3-19 bad [a]nd happy [e]nd(8)

3-19 bad [a]nd happy [e]nd(8)


 それが絶対と信じていた。

 これで勝利と信じていた。

 

 だが、何もかもが否定された。

 地に膝を突くのは雪哉。その地の上で雪哉を見下すのが切刃。

 花晶(レムリア)を手にした無能力者は、高らかに勝利を宣言していた筈だ。それなのにその宣言が形になることは無く、血を吸う刃がその身を切り裂いた。


『兄さん、生きてる……?』

「生きてる、みたいだな……」


 傷だらけの雪哉に理愛は寄り添うように背中から抱き締める。理愛という結晶をその身に装備したことで五感は強化され、常人を遥かに超越している。
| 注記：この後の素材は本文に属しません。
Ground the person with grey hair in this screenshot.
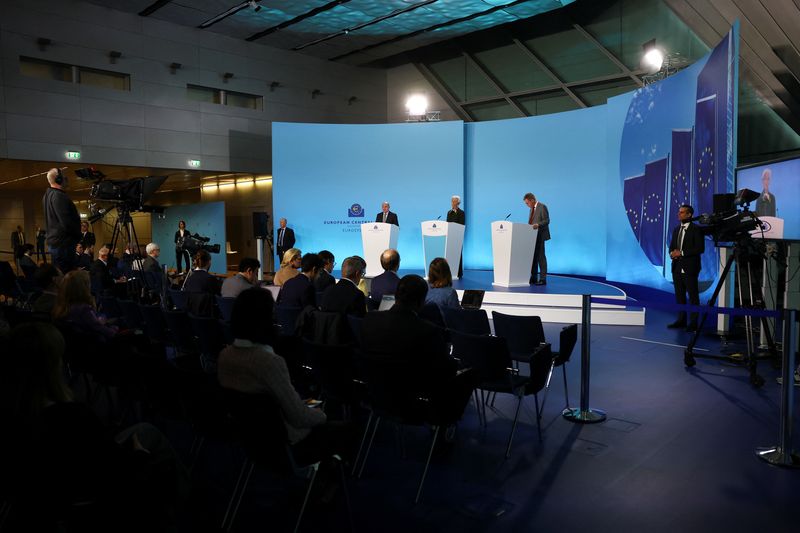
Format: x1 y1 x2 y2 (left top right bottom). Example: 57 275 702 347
375 201 400 224
142 242 161 272
320 255 367 317
42 168 81 273
447 194 467 278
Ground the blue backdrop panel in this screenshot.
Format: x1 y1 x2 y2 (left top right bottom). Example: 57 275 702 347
464 106 608 276
151 202 227 273
272 121 464 269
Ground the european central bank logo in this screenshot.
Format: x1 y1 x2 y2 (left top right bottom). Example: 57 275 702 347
347 204 364 218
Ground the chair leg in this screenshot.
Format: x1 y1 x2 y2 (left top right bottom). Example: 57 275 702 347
506 391 523 459
358 417 381 479
350 411 375 476
294 463 319 533
220 459 254 531
414 426 440 503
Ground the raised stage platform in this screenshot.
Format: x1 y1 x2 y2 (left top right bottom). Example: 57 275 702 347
388 269 645 326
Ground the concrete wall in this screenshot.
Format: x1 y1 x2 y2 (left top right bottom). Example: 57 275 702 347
0 0 387 173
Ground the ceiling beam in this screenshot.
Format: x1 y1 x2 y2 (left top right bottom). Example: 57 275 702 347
245 0 350 42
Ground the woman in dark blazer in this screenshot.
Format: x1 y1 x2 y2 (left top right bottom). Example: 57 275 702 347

だが、それでも切刃の能力の前では意味を成さなかった。

「何を、された?」

『一瞬でした、気がつけば兄さんは肩口から腰にかけて切り裂かれていました。まだ傷は浅いですが、深ければ確実に胴体は斜めに両断され、わたしも兄さんも死んでましたね』

 そんな理愛の台詞を聞いて、雪哉はそっと肩口に触れると真っ赤な液体が手の平に広がっていた。血はなんとか止まっている。傷も時間が経てばなんとか回復する。今、この身は人のモノではない。だが、それでも無敵ではない。不死身でもない。不死者として存在しているわけではないのだ。急所に一撃でも喰らえば難無く絶命する。そんなモノだ。


「ほほう、なんとも無様なモノじゃな。人の形をしたバケモノも所詮は生き物だったというわけか」


 それは突然だった。

 

 雪哉は理愛(レムリア)付加接続(エンチャント)することで、敵の結晶としての能力を封じ、殺すことが出来る。だが、それが叶わない。

 圧倒的有利を前に切刃は動じなかった。それどころか加勢が来てしまったのだ。それは切刃同様に理愛を殺さんと強襲した|夜那城切歌<やなぎきりか>の姿だった。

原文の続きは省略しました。